Em uma entrevista recente Padre Júlio afirmou que ele tem consciência de que sua luta é uma batalha ingrata, e que ele sabe que não vai provocar em vida a mudança que ele almeja, mas que mesmo assim ele continuará lutando. É essa consciência profunda de uma lucidez incrível que faz do P. Júlio um gigante! Assim como Sísifo, que persiste apesar das adversidades, Padre Júlio enfrenta obstáculos significativos em sua missão. A pedra que ele empurra representa a complexidade dos problemas sociais, desde a falta de moradia até a violência estrutural. Enquanto alguns preferem ignorar essas questões, o padre persiste, consciente de que sua tarefa é árdua, mas necessária.
A sociedade contemporânea, por vezes indiferente aos desfavorecidos, reflete a pedra que rola de volta, ameaçando anular os esforços empreendidos. No entanto, assim como Sísifo não desiste de sua tarefa, Padre Júlio continua a desafiar as estruturas injustas, buscando criar impacto e conscientização. Sua persistência se torna um chamado à reflexão, incitando a sociedade a questionar suas prioridades e a se engajar na construção de um mundo mais justo.
A imagem de Padre Júlio Lancellotti como o Sísifo brasileiro ressalta a importância da resistência diante das adversidades. Seja na luta contra a fome, a falta de moradia ou a violência, o seu exemplo inspira outros a não se renderem ao fatalismo, mas a continuarem a empurrar a pedra, a despeito das dificuldades. Afinal, assim como Sísifo encontrou significado em sua persistência, Padre Júlio nos lembra que a busca pela justiça é um ato de resistência que transcende o individual, moldando o futuro de uma sociedade mais inclusiva e solidária.
As coisas e até nos mesmos poderíamos não existir, entretanto NÓS AINDA ESTAMOS AQUI! Guiados por essa revolta contra nossos destinos, é que abraçamos a aleatoriedade da vida, suas imperfeições e as incertezas. Movidos por uma persistência feroz, nós encontramos enfim o sentido da nossa existência em aceitar a angustia de viver.
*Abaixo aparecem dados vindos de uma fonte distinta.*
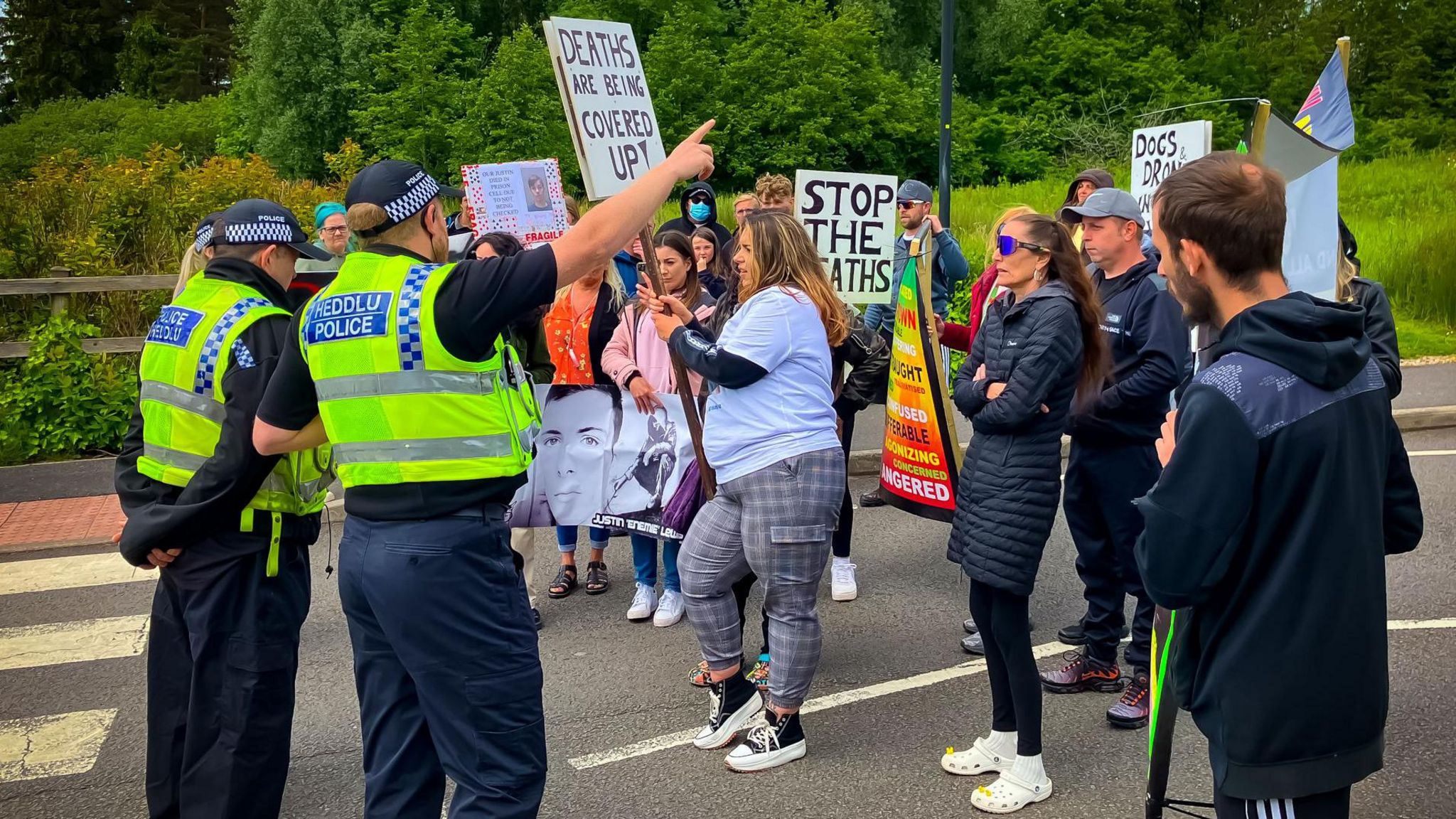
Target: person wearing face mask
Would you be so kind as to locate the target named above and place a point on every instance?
(401, 365)
(700, 210)
(640, 363)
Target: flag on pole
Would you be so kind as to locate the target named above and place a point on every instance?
(1325, 114)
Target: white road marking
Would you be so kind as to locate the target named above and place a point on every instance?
(75, 572)
(883, 690)
(82, 640)
(817, 705)
(55, 745)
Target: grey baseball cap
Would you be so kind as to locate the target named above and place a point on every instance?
(1106, 201)
(914, 190)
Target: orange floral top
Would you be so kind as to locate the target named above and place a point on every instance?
(567, 333)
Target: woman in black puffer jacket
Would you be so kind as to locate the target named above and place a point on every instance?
(1039, 347)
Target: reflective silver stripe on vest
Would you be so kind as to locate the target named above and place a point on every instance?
(407, 382)
(173, 458)
(422, 449)
(184, 400)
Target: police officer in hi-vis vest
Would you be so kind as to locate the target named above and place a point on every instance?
(400, 363)
(228, 527)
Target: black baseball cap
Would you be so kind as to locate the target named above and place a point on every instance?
(203, 237)
(261, 222)
(402, 188)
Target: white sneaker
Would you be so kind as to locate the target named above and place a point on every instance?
(670, 609)
(842, 582)
(643, 604)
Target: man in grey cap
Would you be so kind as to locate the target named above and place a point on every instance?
(948, 266)
(1113, 456)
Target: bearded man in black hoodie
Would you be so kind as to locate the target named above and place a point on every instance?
(1285, 486)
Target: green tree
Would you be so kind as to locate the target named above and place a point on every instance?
(289, 98)
(419, 88)
(55, 48)
(514, 111)
(176, 48)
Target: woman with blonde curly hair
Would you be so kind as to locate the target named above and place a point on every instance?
(771, 436)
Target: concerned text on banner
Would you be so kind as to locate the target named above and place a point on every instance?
(614, 127)
(918, 469)
(852, 220)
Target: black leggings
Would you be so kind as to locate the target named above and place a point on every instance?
(1012, 669)
(840, 544)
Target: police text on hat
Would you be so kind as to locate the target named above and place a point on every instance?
(401, 188)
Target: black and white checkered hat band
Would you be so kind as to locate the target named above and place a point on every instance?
(414, 200)
(258, 233)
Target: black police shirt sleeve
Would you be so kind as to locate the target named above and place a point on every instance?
(290, 401)
(482, 296)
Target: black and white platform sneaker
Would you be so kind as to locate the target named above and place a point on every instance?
(771, 745)
(732, 705)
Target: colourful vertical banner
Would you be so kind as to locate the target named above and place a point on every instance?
(919, 459)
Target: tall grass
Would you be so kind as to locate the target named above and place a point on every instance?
(1403, 212)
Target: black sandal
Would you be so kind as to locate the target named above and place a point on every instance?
(564, 585)
(597, 580)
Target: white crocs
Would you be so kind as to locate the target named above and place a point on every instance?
(1010, 795)
(979, 759)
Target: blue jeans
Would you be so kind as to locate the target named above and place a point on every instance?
(644, 560)
(567, 537)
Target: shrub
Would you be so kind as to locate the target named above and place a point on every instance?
(109, 129)
(62, 401)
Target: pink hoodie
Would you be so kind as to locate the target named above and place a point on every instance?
(637, 348)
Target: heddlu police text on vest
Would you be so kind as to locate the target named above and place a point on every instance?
(350, 315)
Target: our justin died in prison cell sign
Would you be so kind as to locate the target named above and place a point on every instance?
(852, 220)
(614, 127)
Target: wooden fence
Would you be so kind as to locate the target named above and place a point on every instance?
(60, 284)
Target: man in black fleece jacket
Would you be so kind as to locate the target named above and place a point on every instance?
(1113, 459)
(1285, 486)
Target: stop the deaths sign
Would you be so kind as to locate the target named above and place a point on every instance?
(852, 219)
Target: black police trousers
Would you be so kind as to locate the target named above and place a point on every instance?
(446, 666)
(1101, 486)
(220, 681)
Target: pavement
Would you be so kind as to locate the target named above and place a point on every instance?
(893, 691)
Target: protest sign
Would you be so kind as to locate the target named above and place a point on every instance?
(599, 73)
(1161, 151)
(601, 462)
(852, 219)
(919, 459)
(522, 198)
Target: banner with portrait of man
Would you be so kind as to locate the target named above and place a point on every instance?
(601, 462)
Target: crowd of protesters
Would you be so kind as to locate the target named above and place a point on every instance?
(1078, 326)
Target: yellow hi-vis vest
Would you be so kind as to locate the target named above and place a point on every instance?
(398, 407)
(188, 348)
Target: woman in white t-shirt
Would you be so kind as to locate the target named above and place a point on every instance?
(771, 436)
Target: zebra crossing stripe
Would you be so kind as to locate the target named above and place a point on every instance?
(75, 572)
(77, 641)
(55, 745)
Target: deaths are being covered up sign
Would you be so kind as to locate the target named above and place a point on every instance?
(852, 220)
(614, 126)
(522, 198)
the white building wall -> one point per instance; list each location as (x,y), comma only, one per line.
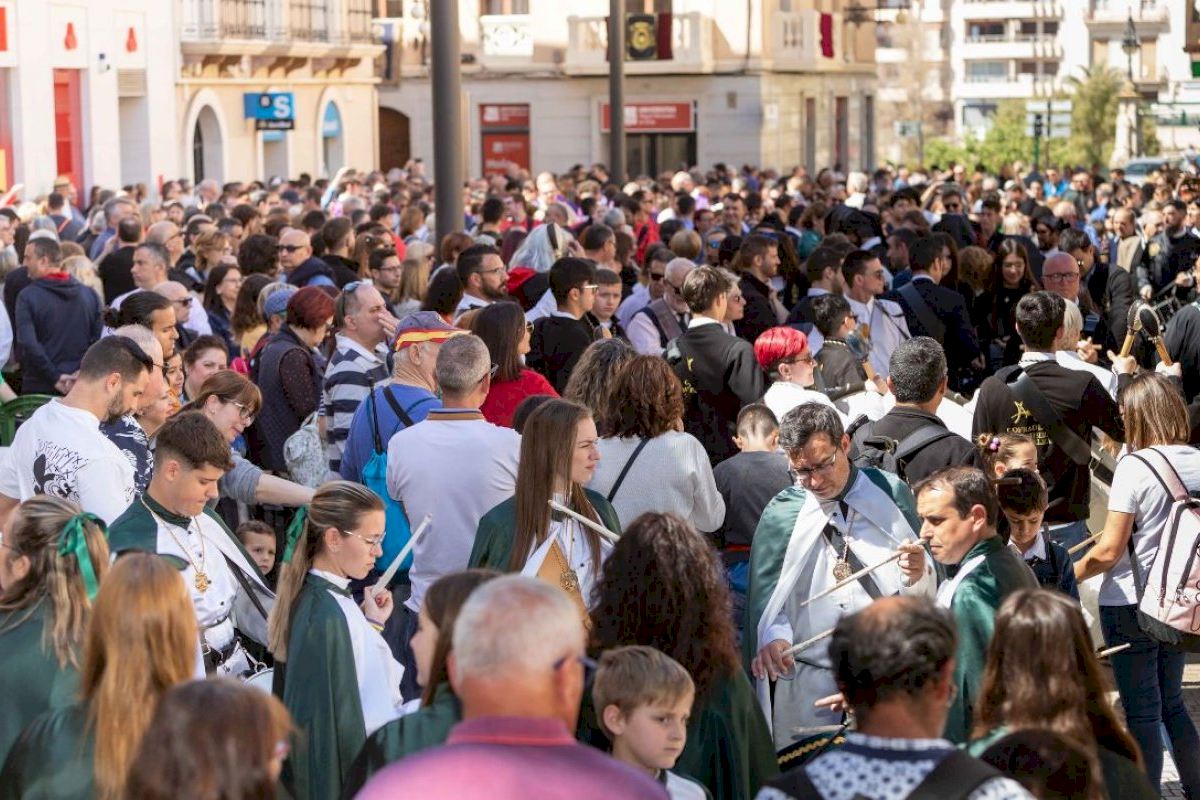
(37,44)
Que sejamos inspirados por Padre Júlio o Sísifo brasileiro a combater o bom combate, mesmo já sabendo o final do nosso filme ! Encerro aqui o post de hoje com uma citação de outro grande Sísifo brasileiro, Darcy Ribeiro, que foi antropólogo, historiador, sociólogo, escritor e político.
Fracassei em tudo o que tentei na vida.
Tentei alfabetizar as crianças brasileiras, não consegui.
Tentei salvar os índios, não consegui.
Tentei fazer uma universidade séria e fracassei.
Tentei fazer o Brasil desenvolver-se autonomamente e fracassei.
Mas os fracassos são minhas vitórias.
Eu detestaria estar no lugar de quem me venceu.